Magnitsky, a Russian anti-corruption lawyer, died after suffering torturous conditions in pre-trial detention, after repeatedly being denied medical treatment. He had exposed a $230 million tax fraud scheme and accused Russian officials of stealing the millions of tax dollars paid by his client, Hermitage Capital.
No U.S. visas are to be issued to:
– Individuals who were engaged in any act that was instrumental in causing Sergei Magnitsky’s death;
– Individuals who conspired to commit tax fraud against the Russian Federation through a scheme targeting Hermitage;
– Spouses, sons, daughters or parents of the same individuals.
Financial Sanctions: The Secretary of Treasury shall freeze and prohibit all transactions of property or investments in United States financial institutions by individuals connected to Magnitsky’s death or the tax fraud scheme.

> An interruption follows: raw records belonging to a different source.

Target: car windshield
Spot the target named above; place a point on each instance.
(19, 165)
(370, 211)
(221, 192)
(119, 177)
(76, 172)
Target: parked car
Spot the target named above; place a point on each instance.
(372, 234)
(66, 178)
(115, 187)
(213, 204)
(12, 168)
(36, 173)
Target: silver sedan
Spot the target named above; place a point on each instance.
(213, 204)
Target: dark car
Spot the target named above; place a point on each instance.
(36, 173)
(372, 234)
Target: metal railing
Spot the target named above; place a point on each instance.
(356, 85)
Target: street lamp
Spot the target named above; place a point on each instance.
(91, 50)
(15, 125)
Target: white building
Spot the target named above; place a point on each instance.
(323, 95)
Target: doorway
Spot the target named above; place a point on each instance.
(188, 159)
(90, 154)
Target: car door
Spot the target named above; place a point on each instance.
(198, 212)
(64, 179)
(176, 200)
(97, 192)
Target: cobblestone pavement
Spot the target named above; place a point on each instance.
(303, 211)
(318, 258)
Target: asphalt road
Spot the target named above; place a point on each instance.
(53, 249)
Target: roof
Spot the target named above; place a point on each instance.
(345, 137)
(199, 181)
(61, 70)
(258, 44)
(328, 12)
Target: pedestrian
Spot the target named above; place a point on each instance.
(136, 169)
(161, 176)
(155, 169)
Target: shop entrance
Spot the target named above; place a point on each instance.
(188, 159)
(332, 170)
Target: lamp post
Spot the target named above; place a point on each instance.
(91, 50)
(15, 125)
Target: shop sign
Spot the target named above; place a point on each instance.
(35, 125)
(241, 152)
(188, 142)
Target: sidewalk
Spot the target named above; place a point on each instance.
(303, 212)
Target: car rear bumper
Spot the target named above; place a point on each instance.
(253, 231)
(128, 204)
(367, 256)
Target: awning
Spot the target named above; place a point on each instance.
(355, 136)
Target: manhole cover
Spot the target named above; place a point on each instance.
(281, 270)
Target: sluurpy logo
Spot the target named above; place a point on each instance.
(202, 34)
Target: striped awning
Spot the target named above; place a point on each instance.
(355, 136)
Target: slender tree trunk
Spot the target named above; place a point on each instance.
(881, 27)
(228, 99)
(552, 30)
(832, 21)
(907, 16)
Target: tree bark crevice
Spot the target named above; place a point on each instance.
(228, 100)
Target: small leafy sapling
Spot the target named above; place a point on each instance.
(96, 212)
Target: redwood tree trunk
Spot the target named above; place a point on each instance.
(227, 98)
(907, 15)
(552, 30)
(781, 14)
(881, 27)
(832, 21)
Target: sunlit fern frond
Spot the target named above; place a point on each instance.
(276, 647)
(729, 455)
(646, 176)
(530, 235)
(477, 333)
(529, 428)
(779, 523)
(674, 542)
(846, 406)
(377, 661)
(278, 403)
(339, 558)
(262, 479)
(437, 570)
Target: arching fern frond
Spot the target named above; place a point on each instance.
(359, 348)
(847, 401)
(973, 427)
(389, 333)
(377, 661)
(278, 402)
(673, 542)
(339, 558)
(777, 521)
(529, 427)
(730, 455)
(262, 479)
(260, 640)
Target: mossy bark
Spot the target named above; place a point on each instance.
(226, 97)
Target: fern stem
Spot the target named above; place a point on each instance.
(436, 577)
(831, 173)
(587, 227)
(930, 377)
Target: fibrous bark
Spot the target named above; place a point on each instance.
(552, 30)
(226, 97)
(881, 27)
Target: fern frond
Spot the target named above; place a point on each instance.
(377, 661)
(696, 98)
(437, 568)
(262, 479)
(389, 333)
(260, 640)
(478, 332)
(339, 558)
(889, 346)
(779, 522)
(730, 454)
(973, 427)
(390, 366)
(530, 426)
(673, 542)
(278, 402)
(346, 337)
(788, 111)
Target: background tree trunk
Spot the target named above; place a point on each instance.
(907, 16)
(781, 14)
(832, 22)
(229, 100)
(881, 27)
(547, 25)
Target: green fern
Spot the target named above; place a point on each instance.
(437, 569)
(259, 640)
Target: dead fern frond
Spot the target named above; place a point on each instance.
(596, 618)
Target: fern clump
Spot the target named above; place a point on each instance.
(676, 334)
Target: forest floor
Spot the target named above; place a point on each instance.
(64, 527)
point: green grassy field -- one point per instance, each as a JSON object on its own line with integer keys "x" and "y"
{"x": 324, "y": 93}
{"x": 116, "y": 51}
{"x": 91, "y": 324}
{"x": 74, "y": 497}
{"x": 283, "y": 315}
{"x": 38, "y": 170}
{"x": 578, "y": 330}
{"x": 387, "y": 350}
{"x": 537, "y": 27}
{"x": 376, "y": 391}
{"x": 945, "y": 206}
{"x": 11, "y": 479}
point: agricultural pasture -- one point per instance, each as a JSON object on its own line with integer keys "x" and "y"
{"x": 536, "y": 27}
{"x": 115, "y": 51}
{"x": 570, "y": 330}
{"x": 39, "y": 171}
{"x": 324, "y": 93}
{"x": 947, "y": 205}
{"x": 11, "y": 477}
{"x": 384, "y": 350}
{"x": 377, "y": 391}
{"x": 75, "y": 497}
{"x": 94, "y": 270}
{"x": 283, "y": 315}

Termination: This Act is lifted when the Secretaries of State and Treasury certify to Congress that the Russian Federation has:
- Conducted a thorough and impartial investigation in Magnitsky’s case and brought those responsible to justice;
– Taken steps to bring their criminal justice system and penal system into compliance with international standards;
– Strengthened statutory whistleblower protection;
– Recognized the contribution of Sergei Magnitsky in the fight against corruption and for the rule of law.
Notes to Editors
Senator Benjamin Cardin (Democrat) is the chairman of the US Helsinki Commission, empowered to monitor human rights obligations in OSCE member countries.
Congressman James McGovern (Democrat) has been a member of the US House of Representatives since 1997. Since his election, he has been recognized as an unrivaled supporter for justice and fundamental human rights. He serves as co-chair of the US Congressional Tom Lantos Human Rights Commission.